SOCIETY GUIDELINE LINKS — Links to society and government-sponsored guidelines from selected countries and regions around the world are provided separately. (See "Society guideline links: Stroke in adults" and "Society guideline links: Stroke in children".)

SUMMARY AND RECOMMENDATIONS

●Epidemiology and risk factors – Cerebral venous thrombosis (CVT) is uncommon, with an estimated incidence of <2.5 per 100,000 annually. Among young adults, CVT is more common in females than males. The mean age of onset is 39 years old. (See 'Epidemiology' above.)

The major risk factors for CVT in adults (table 1) are prothrombotic (hypercoagulable) conditions, oral contraceptives, pregnancy and the puerperium, malignancy, obesity, infection, head injury, and mechanical precipitants. (See 'Risk factors and associated conditions' above.)
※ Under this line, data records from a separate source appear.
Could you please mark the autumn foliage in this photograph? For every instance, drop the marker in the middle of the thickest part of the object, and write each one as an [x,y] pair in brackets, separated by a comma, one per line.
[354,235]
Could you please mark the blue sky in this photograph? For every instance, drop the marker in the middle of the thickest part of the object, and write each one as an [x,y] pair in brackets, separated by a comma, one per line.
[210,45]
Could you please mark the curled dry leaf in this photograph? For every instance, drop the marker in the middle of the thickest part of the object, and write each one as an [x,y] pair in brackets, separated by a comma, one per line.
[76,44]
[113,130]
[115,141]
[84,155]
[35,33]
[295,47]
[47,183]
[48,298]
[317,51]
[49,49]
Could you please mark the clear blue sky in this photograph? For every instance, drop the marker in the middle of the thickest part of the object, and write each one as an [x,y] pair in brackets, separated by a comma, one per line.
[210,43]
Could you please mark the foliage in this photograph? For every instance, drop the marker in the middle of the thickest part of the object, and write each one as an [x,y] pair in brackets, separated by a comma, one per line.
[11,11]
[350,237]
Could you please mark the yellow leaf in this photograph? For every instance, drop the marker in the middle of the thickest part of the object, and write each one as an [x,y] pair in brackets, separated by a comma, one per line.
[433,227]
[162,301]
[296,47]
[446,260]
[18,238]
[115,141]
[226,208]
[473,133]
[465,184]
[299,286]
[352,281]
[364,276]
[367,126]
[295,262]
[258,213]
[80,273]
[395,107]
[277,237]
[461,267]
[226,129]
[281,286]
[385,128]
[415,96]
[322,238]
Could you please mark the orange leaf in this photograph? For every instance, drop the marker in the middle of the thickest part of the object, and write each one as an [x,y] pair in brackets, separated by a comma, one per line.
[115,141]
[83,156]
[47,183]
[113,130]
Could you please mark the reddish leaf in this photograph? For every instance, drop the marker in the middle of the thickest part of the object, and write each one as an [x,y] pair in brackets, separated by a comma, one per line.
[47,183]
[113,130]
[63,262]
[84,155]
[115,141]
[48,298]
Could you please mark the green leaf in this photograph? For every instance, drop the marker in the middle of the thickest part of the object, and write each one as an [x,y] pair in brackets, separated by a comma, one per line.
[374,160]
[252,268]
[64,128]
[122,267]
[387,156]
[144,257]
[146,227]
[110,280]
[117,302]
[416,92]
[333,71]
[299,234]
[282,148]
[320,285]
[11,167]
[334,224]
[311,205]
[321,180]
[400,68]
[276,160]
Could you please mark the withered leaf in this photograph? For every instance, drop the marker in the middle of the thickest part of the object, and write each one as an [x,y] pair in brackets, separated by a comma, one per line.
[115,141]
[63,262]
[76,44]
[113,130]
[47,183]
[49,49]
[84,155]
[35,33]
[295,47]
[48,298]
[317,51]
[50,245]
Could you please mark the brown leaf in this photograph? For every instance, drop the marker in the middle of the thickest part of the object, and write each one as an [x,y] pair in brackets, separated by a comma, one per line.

●Clinical features – The clinical presentation of CVT is highly variable. The onset can be acute, subacute, or chronic. Headache (of gradual, acute, or thunderclap onset) is the most frequent symptom, occurring in almost 90 percent of patients, and may occur as part of an isolated intracranial hypertension syndrome, with or without vomiting, papilledema, and visual problems. In other cases, headache may be accompanied by focal neurologic deficits, focal or generalized seizures, and encephalopathy with altered mental status or coma. (See 'Clinical aspects' above.)

●Neuroimaging features – Parenchymal brain lesions, including brain swelling, edema, venous infarction, or hemorrhagic venous infarction, may occur secondary to venous occlusion. (See 'Neuroimaging' above.)
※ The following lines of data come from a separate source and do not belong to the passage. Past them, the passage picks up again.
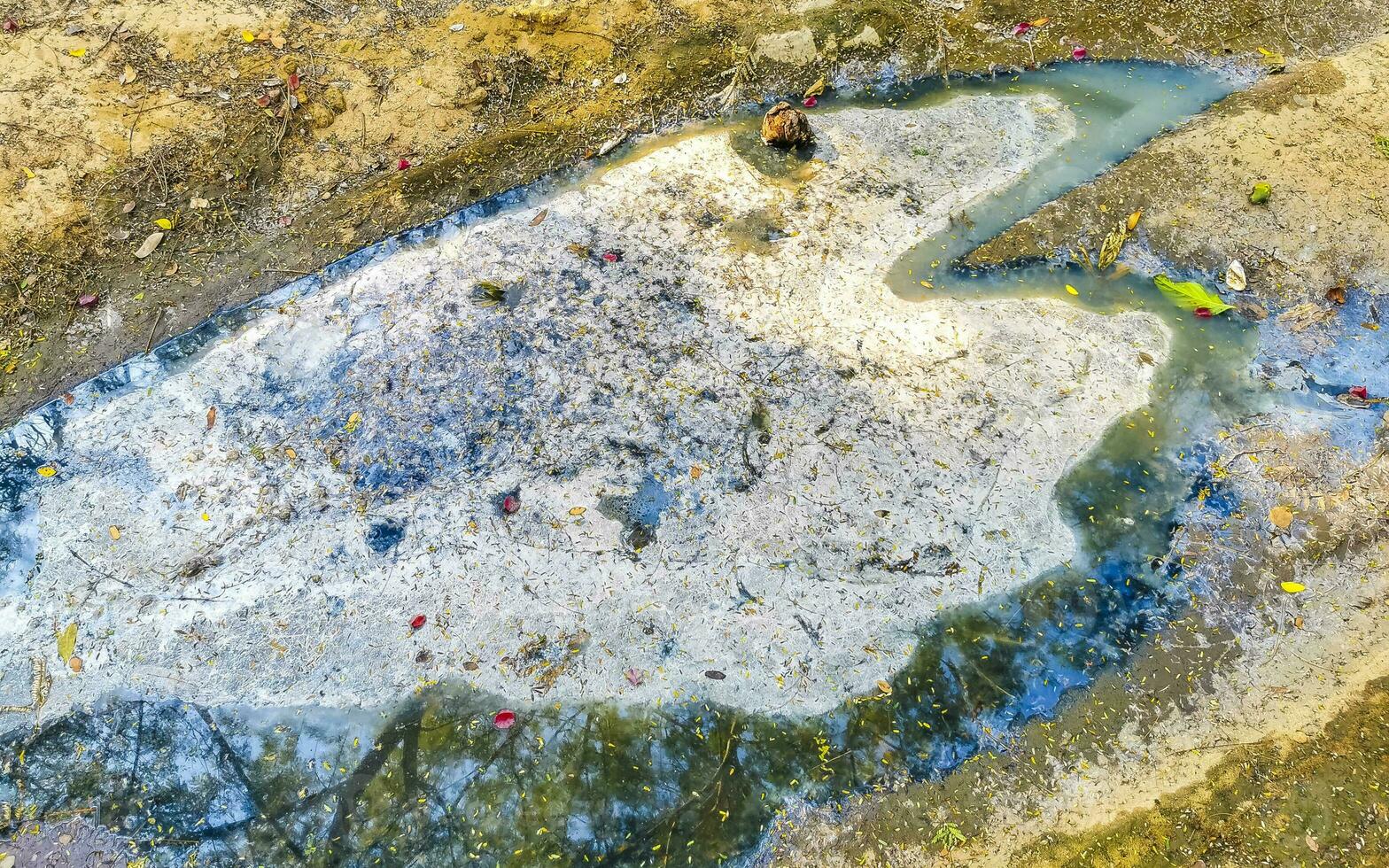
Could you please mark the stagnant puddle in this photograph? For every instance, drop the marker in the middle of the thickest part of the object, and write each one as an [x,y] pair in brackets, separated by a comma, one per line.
[689,782]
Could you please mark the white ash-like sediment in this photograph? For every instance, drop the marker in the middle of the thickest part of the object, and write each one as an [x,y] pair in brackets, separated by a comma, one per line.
[731,456]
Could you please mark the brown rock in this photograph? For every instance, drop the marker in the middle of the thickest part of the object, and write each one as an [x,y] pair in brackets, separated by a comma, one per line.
[785,127]
[335,100]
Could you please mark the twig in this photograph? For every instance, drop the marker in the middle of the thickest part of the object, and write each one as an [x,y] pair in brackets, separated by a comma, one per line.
[159,317]
[594,35]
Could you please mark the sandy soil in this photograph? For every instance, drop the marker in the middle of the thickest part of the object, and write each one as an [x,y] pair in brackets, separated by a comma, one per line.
[1315,135]
[286,198]
[784,550]
[1253,667]
[107,105]
[1257,672]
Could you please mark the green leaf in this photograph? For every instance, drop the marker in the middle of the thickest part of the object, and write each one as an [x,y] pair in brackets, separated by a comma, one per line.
[1191,296]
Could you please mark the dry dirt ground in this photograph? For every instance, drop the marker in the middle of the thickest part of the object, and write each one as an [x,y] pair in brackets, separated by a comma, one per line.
[1257,738]
[1315,135]
[274,138]
[1242,748]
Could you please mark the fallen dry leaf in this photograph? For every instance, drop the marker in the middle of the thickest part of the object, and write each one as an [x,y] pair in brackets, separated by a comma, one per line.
[149,244]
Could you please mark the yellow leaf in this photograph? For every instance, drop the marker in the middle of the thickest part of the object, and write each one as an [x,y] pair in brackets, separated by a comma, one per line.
[67,642]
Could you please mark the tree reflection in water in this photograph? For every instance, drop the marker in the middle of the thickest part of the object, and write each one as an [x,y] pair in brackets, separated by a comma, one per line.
[435,784]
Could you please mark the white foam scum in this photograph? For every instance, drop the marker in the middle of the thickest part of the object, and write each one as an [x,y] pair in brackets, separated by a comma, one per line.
[841,466]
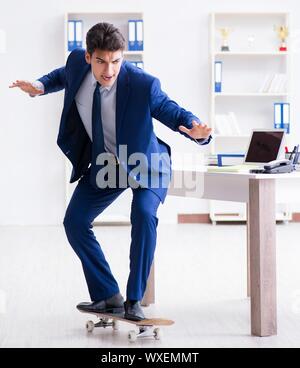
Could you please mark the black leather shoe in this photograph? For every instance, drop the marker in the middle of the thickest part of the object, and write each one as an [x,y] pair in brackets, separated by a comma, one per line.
[133,311]
[114,305]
•Head CT scan is normal in up to 30 percent of CVT cases, and most of the findings with CVT are nonspecific. However, in about one-third of patients, CT demonstrates direct signs of CVT, which include the cord sign, the dense triangle sign, and the empty delta sign (image 2 and image 3).
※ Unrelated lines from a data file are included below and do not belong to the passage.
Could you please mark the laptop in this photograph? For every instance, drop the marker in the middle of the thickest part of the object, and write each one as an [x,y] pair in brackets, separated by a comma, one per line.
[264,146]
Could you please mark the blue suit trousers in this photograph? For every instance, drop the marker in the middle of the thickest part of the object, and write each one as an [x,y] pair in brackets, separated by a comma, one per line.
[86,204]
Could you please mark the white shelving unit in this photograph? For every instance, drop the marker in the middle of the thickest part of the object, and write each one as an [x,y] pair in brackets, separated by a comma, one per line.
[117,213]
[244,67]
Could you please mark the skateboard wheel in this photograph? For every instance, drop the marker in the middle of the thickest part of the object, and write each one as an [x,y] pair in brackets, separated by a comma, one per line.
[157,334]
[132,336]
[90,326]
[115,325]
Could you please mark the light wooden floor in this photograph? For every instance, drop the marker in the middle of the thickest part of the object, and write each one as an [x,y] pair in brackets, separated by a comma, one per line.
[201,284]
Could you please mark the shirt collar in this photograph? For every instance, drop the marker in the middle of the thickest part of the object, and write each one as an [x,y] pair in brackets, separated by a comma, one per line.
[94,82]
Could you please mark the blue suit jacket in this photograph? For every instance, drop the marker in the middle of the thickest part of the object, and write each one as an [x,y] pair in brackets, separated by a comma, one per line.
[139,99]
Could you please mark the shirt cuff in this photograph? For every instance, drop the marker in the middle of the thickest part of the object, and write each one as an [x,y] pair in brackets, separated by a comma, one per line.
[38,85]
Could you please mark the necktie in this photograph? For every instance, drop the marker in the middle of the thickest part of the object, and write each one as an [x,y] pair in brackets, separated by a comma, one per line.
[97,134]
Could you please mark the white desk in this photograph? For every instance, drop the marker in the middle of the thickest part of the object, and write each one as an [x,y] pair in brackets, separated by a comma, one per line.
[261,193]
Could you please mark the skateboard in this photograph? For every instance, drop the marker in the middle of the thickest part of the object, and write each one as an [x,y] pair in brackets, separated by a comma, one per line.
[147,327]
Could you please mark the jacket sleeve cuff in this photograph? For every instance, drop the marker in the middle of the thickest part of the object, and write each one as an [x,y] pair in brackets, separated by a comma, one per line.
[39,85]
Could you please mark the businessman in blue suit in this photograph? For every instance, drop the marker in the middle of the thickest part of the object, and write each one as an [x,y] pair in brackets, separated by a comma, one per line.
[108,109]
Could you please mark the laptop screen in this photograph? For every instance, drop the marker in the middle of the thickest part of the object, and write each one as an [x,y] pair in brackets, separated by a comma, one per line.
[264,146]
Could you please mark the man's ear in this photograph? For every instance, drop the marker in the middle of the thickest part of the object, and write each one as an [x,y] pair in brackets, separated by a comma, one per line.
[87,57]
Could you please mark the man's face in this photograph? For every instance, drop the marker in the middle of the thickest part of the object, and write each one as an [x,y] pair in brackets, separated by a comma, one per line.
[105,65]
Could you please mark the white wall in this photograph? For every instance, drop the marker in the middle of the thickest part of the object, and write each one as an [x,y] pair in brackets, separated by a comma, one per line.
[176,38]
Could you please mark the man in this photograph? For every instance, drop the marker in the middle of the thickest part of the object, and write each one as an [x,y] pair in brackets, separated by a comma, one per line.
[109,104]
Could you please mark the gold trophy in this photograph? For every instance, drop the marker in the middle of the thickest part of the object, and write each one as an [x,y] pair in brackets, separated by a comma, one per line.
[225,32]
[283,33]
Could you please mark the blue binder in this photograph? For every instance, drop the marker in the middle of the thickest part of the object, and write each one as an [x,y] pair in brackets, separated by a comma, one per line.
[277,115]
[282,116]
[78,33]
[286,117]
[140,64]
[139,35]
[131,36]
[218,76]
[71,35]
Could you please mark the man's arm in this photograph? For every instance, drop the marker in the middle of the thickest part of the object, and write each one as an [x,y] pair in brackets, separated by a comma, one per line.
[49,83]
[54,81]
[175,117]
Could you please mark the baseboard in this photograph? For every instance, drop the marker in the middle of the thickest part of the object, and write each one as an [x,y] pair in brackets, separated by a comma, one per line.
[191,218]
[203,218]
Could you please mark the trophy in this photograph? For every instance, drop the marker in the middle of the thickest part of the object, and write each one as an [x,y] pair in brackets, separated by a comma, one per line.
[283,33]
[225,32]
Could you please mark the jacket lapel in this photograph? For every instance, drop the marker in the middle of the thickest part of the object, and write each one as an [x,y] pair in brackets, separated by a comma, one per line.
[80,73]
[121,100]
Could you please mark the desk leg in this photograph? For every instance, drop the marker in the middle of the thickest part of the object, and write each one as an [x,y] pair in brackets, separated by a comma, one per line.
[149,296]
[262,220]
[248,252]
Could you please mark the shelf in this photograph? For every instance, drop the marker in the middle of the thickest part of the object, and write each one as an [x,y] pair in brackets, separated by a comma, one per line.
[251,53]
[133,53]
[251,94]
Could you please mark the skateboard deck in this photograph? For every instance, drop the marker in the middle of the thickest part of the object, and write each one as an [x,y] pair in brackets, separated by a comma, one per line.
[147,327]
CT venography may demonstrate filling defects, sinus wall enhancement, and increased collateral venous drainage and is an alternative to magnetic resonance (MR) venography (image 4 and image 2). (See 'CT' above and 'CT venography' above.)

•Brain MRI along with MR venography is the most informative technique for demonstrating the presence of dural thrombus, cortical vein thrombosis, and the extent of brain injury (image 6 and image 5). (See 'MRI' above and 'MR venography' above.)

●Diagnosis – The combination of an abnormal signal in a venous sinus on brain MRI and the corresponding absence of flow on MR venography confirms the diagnosis of CVT. However, these findings are not always evident, and the diagnosis may rest on imaging features showing only absence of flow in a venous sinus or cortical vein. Other than neuroimaging, there is no simple confirmatory laboratory test that can confidently rule out CVT in the acute phase of the disease. (See 'Diagnosis' above.)

●Evaluation for underlying thrombophilia – Screening for thrombophilia should be done for patients with CVT who have a high pretest probability for severe thrombophilia, a category that includes those with a personal and/or family history of venous thrombosis, CVT at a young age, and CVT in the absence of a transient or permanent risk factor (table 1). (See 'Evaluation for thrombophilic state' above.)